Fig. 1. Log-log plot of running time for different chromosome (left) and population sizes (right). Solid-line corresponds to the baseline version. (Left) Dashed version uses a cache, and dot-dashed one changes fitness calculation. (Right) Dashed version changes fitness calculation, while dot-dashed one uses best-of-breed sorting algorithm for the population. Values are averages for 30 runs.

Figure 1-right shows how run time grows with population size for a fixed chromosome size of 128. The algorithm is run 100 times regardless of whether the solution is found or not. The EA behavior is similarly to the previous analysis. The most efficient version, using Sort::Key, is an order of magnitude more efficient than the first attempt and the difference grows with the population size. Adding up both improvements, for the same problem size, almost two order of magnitude better results are obtained without changing our basic algorithm.
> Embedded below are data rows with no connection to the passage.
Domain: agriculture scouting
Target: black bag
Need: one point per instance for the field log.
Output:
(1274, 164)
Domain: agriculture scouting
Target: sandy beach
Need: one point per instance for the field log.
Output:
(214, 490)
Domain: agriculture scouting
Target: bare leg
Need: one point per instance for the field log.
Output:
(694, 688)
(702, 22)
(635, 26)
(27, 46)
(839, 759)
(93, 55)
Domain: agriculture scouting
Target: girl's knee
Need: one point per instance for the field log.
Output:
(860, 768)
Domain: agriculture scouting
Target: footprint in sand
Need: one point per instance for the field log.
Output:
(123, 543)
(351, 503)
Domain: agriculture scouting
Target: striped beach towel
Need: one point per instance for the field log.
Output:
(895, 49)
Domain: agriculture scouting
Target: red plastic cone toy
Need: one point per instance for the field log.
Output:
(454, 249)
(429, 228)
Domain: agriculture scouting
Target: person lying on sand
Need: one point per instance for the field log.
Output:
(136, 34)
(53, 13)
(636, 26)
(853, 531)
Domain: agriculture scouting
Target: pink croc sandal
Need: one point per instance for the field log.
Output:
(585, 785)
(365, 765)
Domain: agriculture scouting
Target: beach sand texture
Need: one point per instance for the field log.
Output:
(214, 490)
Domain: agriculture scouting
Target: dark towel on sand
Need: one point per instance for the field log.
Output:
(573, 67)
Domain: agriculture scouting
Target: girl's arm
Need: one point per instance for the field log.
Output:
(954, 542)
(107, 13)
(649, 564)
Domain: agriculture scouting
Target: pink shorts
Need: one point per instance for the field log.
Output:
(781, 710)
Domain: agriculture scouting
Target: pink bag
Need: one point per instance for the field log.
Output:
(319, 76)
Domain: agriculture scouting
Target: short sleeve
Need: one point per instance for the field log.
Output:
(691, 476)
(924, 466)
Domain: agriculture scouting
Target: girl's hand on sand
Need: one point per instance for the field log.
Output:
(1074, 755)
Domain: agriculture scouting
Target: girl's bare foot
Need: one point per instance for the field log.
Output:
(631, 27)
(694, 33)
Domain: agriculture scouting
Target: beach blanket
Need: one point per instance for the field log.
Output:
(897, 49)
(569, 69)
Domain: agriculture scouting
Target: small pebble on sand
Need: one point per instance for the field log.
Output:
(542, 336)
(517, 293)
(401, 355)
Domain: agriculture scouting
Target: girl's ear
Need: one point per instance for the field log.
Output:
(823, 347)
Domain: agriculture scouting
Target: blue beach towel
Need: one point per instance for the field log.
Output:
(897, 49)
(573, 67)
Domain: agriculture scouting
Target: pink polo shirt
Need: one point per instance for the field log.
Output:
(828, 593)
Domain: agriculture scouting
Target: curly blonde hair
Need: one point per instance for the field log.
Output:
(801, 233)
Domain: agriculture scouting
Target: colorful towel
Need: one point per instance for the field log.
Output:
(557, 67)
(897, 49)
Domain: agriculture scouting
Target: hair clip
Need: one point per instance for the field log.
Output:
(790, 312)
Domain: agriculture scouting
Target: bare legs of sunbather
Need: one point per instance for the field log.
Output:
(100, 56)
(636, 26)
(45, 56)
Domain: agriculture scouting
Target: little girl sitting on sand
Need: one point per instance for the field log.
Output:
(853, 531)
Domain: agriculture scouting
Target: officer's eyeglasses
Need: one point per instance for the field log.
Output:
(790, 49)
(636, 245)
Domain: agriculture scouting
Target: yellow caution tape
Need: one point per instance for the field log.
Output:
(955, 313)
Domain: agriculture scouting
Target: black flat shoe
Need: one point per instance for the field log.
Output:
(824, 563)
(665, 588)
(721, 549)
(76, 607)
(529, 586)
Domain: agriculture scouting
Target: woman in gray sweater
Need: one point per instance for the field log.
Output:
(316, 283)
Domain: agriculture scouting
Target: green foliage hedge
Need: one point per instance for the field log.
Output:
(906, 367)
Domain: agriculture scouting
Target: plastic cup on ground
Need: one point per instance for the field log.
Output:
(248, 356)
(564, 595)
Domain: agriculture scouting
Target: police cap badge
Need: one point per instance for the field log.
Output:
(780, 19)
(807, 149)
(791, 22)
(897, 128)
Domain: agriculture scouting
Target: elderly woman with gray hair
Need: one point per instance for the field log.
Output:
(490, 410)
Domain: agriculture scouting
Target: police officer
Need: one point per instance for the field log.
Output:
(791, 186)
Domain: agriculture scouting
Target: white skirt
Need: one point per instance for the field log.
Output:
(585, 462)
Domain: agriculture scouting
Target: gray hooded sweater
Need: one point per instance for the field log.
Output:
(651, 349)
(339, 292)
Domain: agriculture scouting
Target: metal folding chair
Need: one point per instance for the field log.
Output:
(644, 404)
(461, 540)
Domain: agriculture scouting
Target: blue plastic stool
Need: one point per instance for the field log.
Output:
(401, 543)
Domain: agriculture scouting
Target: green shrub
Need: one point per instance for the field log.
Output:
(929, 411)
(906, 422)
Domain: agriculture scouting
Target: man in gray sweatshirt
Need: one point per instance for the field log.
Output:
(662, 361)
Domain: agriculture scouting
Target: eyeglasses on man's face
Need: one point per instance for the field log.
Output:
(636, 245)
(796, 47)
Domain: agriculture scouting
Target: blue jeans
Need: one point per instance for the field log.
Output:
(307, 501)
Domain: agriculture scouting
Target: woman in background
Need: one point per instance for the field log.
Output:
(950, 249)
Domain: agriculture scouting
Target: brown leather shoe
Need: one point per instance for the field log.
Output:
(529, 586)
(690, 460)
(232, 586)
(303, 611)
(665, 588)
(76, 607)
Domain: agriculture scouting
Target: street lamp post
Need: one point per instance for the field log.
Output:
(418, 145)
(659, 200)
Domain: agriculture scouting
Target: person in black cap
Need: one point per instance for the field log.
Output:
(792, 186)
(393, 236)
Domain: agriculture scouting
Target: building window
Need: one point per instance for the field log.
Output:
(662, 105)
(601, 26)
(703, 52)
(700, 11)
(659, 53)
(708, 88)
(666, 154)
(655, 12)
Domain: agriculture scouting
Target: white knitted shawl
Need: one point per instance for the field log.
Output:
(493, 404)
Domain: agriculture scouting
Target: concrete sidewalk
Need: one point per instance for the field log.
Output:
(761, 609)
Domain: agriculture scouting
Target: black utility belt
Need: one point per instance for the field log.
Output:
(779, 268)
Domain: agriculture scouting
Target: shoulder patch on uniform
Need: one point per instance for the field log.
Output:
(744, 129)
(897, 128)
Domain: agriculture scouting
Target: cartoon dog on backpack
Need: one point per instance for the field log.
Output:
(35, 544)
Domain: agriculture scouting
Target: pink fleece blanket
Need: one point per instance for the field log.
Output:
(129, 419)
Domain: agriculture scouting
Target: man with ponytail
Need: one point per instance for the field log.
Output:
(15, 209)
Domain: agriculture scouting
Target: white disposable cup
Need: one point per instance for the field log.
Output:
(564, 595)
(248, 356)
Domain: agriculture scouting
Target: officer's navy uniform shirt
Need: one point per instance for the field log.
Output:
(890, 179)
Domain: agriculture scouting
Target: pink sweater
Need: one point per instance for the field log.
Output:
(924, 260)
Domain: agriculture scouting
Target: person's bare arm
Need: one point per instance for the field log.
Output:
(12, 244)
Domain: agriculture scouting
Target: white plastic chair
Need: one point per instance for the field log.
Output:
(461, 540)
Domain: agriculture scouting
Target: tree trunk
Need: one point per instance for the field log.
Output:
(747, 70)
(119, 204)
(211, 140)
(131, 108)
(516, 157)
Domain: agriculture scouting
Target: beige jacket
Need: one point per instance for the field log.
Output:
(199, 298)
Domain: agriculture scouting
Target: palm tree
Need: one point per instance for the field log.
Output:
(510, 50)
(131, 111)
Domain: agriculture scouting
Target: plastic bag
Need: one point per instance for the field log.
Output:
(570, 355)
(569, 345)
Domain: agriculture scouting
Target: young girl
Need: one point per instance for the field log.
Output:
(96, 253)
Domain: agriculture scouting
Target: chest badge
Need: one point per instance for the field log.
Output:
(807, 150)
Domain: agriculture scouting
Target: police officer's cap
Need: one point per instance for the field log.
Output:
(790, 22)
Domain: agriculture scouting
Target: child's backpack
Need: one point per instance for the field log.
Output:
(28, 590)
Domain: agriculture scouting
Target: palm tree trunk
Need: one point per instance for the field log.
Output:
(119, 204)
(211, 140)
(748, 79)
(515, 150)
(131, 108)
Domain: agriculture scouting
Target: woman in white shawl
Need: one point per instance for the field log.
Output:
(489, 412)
It should be noted that since these improvements are algorithmically neutral, they do not have a noticeable impact on results, being statistically indistinguishable from the one obtained by the baseline program.


Conclusions and Future Work

This work shows how good programming practices and a deep knowledge of data and control structures of a programming language can yield an improvement of up to two orders of magnitude in an evolutionary algorithm (EA). Our tests consider a well known problem whose results can be easily extrapolated to others. An elimination of bottlenecks after the profiling of the implementation of an evolutionary algorithm can give better results than a new algorithm with different, and likely more complex algorithms or a change of parameters in the existing algorithm. A cache of evaluations can be used on a wide variety of EA problems. Moreover, a profiler program can be applied on every implementation, to detect bottlenecks and concentrate efforts on solving them.

From these experiments, we conclude that applying profilers to identify the bottlenecks of evolutionary algorithm implementations, and then careful and informed programming to optimize those fragments of code, greatly improves running time of evolutionary algorithms without degrading algorithmic performance. Several other techniques can improve EA performance; for instance mutithreading can be used to take advantage of symmetric multiprocessing and multicore machines; message passing techniques can be applied to divide the work for execution on clusters, and vectorization for execution on a GPU, are three of the more well known and usually employed, but almost every best practice in programming can be applied successfully to improve EAs. In turn, these techniques will be incorporated to the Algorithm::Evolutionary [16] Perl library. A thorough study of the interplay between implementation and the algorithmic performance of the implemented techniques will also be carried out.